Common clinical questions about COLBENEMID vs BAROS, answered by our medical review team.

1. What is the main difference between COLBENEMID and BAROS?

COLBENEMID is a Antigout Agent Combination that works by Colchicine inhibits microtubule polymerization, reducing neutrophil chemotaxis and inflammation. Probenecid inhibits renal tubular reabsorption of uric acid, increasing uric acid excretion.. BAROS is a Stimulant Laxative that works by BAROS (burosumab) is a recombinant human monoclonal antibody that binds to and inhibits fibroblast growth factor 23 (FGF23). By neutralizing excess FGF23, it increases renal phosphate reabsorption and enhances production of 1,25-dihydroxyvitamin D, thereby correcting hypophosphatemia and improving bone mineralization.. They differ in pharmacokinetic profiles, FDA-approved indications, and side effect profiles.

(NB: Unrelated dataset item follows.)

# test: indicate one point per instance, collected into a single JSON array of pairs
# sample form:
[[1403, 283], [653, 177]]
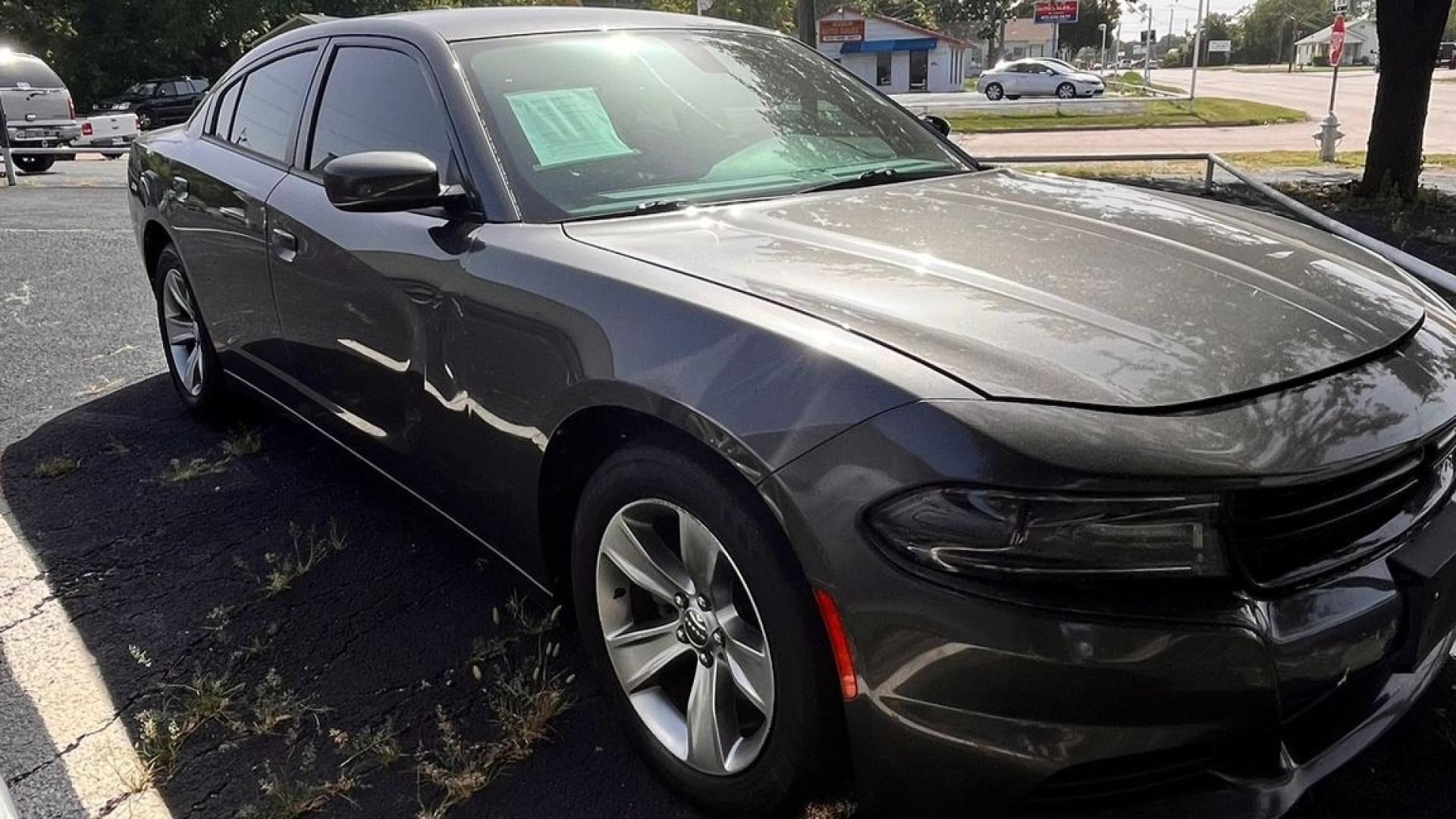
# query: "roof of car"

2. Which is stronger: COLBENEMID or BAROS?

Potency comparisons between COLBENEMID and BAROS depend on the specific clinical indication. These are agents from distinct pharmacological classes and are not directly interchangeable by dose. A physician or clinical pharmacist should guide any therapeutic switching decisions.

3. What is the standard dosing for COLBENEMID vs BAROS?

The standard adult dose of COLBENEMID is: Adults: 1 tablet (probenecid 500 mg / colchicine 0.5 mg) orally once daily for first week, then twice daily thereafter. May increase to 3-4 tablets daily in divided doses if needed.. The standard adult dose of BAROS is: None established.. Dosing should always be individualized based on indication, renal and hepatic function, age, and other patient factors.

4. Can you take COLBENEMID and BAROS together?

No direct drug-drug interaction has been formally documented between COLBENEMID and BAROS in current clinical databases. However, individual patient risk factors including other medications, organ function, and comorbidities should always be evaluated by a qualified healthcare provider.

5. Are COLBENEMID and BAROS safe during pregnancy?

The maternal-fetal safety profiles differ. COLBENEMID is classified as Category C. Colbenemid is a combination of colchicine and probenecid. Colchicine is associated with increased risk of fetal harm when administered during pregnancy, including chromosomal abnor. BAROS is classified as Category C. BAROS is contraindicated in pregnancy due to teratogenicity. First trimester: high risk of cardiac, CNS, and skeletal defects. Second/third trimesters: risk of fetal growth restric. Always consult a maternal-fetal medicine specialist before taking either drug during pregnancy or lactation.